À Vienne, Vuk a publié un article sur l’échec du premier soulèvement serbe, qui a attiré l’attention de Jernej Kopitar (1780-1844), un linguistique et un philologue slovène. Sur ses conseils mais aussi avec son aide, Karadžić a commencé à collecter des chansons folkloriques et à travailler sur la grammaire de la langue vernaculaire. L’influence de Kopitar a aidé Karadžić dans son combat pour réformer la langue serbe et son orthographe. Dans son travail de linguiste, il a également été influencé par le linguiste et philologue croate Sava Mrkalj.

En 1814, il a publié à Vienne un recueil de chansons folkloriques intitulé Mala prostonarodna slaveno-serbska pjesnarica (Un petit recueil de chansons folkloriques slavo-serbes) et, la même année, il a publié Pismenicu srbskoga jezika po govoru prostoga naroda napisanu (Un écrivain de langue serbe écrit dans la langue des gens ordinaires). Bien qu’elle soit incomplète et imparfaite, c’était la première grammaire de la langue serbe vernaculaire ; dans son travail, Vuk s’est appuyé sur la grammaire de la langue slavo-serbe d’Avram Mrazović, publiée au XVIIIe siècle. En 1815, il a publié un autre recueil de chansons folkloriques intitulé Narodna serbska pesnarica, également imprimés à Vienne, car, en raison de désaccords avec le prince Miloš Obrenović, l’impression des livres de Vuk a été interdite en Serbie ; ce nouveau recueil rassemblait environ 100 poèmes lyriques et 17 poèmes épiques, chansons de la région de Syrmie et de ses environs, ainsi que des chansons psalmodiées par Tešan Podlugović et Filip Višnjić.
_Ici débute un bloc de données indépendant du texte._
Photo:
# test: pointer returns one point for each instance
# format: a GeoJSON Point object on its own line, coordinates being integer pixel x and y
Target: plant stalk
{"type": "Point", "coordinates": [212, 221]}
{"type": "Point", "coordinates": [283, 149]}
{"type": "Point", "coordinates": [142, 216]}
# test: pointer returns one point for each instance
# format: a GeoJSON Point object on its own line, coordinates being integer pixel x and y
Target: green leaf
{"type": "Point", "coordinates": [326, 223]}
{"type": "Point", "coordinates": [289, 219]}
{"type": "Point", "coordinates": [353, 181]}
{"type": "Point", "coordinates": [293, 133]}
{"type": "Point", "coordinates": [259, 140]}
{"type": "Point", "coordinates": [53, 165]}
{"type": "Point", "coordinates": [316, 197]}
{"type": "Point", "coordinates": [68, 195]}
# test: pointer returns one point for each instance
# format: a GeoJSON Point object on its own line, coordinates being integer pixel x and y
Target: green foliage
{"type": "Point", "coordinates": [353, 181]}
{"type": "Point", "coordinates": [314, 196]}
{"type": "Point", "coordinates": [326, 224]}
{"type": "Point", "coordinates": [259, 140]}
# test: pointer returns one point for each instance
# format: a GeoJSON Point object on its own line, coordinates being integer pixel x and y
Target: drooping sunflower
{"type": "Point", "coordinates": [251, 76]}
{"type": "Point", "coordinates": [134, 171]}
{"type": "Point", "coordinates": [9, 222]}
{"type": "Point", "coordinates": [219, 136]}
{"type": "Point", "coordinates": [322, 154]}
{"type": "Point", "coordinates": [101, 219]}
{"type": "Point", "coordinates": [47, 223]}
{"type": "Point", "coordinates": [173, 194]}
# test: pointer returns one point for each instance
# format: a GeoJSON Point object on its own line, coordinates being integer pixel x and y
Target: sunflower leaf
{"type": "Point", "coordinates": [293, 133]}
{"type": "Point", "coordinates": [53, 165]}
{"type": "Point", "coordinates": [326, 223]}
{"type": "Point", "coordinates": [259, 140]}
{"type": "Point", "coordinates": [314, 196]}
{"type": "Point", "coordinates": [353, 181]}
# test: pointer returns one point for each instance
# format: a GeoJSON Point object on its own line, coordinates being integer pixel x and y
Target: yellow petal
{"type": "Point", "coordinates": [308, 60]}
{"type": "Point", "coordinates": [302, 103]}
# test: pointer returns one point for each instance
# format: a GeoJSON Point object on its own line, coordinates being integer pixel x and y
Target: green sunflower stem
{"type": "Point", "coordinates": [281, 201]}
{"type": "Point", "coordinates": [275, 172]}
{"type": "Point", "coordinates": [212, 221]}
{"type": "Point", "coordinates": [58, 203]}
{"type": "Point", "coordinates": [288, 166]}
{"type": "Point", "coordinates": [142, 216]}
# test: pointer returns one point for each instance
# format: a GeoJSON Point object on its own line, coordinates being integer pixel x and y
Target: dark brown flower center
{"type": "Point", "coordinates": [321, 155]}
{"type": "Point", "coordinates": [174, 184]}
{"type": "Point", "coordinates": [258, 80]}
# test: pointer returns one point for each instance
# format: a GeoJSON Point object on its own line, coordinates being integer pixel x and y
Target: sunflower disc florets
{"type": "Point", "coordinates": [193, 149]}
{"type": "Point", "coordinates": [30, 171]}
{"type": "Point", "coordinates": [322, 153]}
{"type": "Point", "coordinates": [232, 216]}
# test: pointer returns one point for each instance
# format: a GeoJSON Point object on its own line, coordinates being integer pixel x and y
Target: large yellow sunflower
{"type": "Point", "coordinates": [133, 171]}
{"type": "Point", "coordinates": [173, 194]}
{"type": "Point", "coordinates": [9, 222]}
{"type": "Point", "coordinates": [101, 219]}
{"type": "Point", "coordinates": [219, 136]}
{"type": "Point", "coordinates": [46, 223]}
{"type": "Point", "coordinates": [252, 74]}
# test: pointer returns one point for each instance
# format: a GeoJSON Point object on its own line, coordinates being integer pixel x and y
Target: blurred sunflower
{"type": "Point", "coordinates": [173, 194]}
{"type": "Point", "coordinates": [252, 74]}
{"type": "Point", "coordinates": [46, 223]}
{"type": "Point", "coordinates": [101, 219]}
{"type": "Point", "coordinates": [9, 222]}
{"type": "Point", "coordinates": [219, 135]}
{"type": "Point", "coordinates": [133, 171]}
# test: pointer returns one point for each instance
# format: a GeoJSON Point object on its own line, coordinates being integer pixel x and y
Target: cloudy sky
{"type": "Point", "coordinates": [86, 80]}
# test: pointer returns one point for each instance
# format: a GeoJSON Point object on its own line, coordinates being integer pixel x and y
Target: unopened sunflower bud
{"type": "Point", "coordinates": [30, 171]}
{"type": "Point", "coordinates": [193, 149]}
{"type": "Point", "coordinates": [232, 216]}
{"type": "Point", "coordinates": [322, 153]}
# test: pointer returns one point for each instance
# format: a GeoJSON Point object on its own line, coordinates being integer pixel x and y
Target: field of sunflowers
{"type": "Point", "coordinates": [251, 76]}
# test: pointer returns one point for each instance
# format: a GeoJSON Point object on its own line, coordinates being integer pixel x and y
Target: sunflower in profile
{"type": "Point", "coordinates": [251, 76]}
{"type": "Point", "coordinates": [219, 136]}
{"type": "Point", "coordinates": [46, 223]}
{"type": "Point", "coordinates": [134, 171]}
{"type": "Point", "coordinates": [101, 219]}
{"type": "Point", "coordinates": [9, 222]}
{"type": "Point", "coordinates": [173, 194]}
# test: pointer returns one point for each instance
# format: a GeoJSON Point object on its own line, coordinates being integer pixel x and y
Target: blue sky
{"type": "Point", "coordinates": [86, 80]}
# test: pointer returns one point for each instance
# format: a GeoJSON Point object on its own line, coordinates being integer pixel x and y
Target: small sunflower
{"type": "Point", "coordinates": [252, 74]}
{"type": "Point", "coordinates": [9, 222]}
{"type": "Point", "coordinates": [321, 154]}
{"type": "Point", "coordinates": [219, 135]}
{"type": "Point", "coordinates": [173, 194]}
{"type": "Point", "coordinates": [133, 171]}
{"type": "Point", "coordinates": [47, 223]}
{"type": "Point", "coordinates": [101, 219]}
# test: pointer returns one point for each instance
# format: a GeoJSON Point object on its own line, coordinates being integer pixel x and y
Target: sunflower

Avec la coopération de Kopitar, Vuk a compilé le Srpski rječnik (Dictionnaire serbe), dont le nom complet était Srpski rječnik istolkovan njemačkim i latinskim riječma (Dictionnaire serbe mis en parallèle avec des mots allemands et latin), paru à Vienne en 181820 ; cette première édition contenait environ 26 000 mots, empruntés au parler des habitants de Serbie, de Syrmie et de Voïvodine. La deuxième édition, préparée avec l’aide du jeune philologue Đuro Daničić (1852), contient environ 47 000 mots, recueillis dans une région linguistique plus large. Le dictionnaire Vuk n’est pas seulement un ouvrage lexicographique ordinaire mais aussi une encyclopédie de la vie du peuple serbe, qui décrit les croyances populaires, les coutumes, les costumes, les relations sociales, la vie politique, la flore et la faune, l’éducation et les écoles, les armes et les outils : l’œuvre est abondamment illustrée de contes populaires et d’extraits de poèmes lyriques et épiques. À ce titre, le dictionnaire est une synthèse de l’ensemble de l’œuvre de Vuk : toutes les branches de son activité y sont représentées : philologie et ethnologie, histoire et objets folkloriques etc.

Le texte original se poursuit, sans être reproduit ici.